Rumsey served in numerous hospitals in the D.C. area for a total of three years. She made crutches and canes for wounded soldiers which were stored in the Soldiers' Free Library along with other donations, which she helped to organize and fund. She also took supplies and over four hundred loaves of bread to the Second Battle of Bull Run. En route to the battle, she and her husband came across a small cabin which they turned into a makeshift hospital. Rumsey carried water for the patients from over two miles away. She left the war with her own scars from blood poisoning.

== Personal life ==
Elida Rumsey married John Allen Fowle in 1863, on the floor of the U.S. House of Representatives, the same day the Soldiers' Free Library building was dedicated in Washington, D.C. The couple moved to Brooklyn after the war, where they were active in the Congregational church led by Henry Ward Beecher. They moved to Dorchester, Massachusetts in 1877. They raised four children together, including a war orphan, Jeannie, whom they adopted; a fifth child died young. They marked their fiftieth wedding anniversary in 1913, with a reception at the Massachusetts State House.

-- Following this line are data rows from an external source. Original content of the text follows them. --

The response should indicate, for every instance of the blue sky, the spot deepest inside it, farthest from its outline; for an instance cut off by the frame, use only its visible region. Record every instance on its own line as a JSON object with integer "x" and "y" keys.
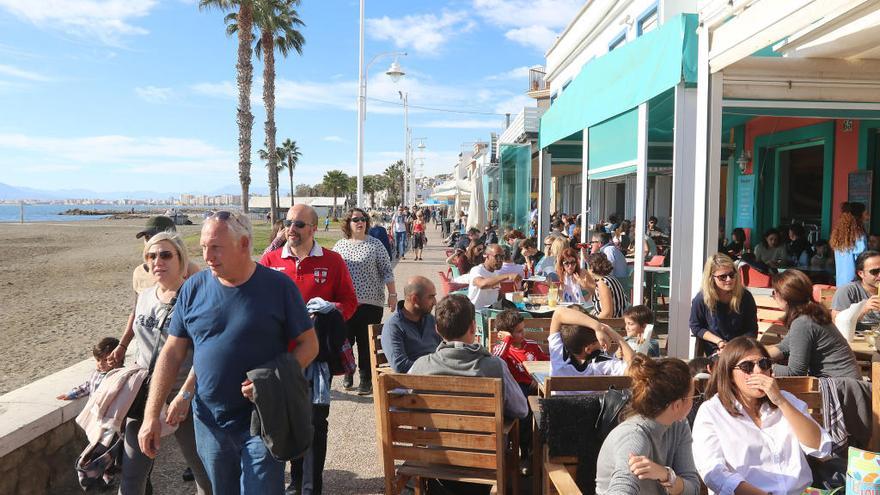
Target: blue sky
{"x": 115, "y": 95}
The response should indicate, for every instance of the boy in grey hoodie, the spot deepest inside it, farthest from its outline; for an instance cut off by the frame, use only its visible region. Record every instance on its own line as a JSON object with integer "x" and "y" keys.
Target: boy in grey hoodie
{"x": 458, "y": 355}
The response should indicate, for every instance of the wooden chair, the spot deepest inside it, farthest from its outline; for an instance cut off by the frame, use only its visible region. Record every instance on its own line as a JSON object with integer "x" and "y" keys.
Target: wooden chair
{"x": 446, "y": 427}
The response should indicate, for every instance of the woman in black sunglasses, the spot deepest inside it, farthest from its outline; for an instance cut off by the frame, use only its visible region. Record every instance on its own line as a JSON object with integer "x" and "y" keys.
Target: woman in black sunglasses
{"x": 723, "y": 309}
{"x": 749, "y": 436}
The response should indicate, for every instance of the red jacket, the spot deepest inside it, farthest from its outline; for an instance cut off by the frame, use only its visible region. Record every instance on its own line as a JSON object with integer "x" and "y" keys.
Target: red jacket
{"x": 515, "y": 356}
{"x": 323, "y": 273}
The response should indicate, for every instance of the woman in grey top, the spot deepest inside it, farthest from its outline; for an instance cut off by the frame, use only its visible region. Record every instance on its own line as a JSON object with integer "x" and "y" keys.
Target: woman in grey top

In her later years, Elida Rumsey Fowle was active in veterans' organizations in New England, and founded the Grandchildren of Veterans of the Civil War. She started another free library, volunteered at a hospital, and worked in various charity homes for aged women, intemperate women, working women, aged couples. She was widowed when John A. Fowle died in 1916, and she died in 1919, aged 77 years, in Dorchester.

== In popular culture ==
In 1913, Rumsey's story was fictionalized for a silent film, Song Bird of the North. The Rumsey character was played by Anita Stewart.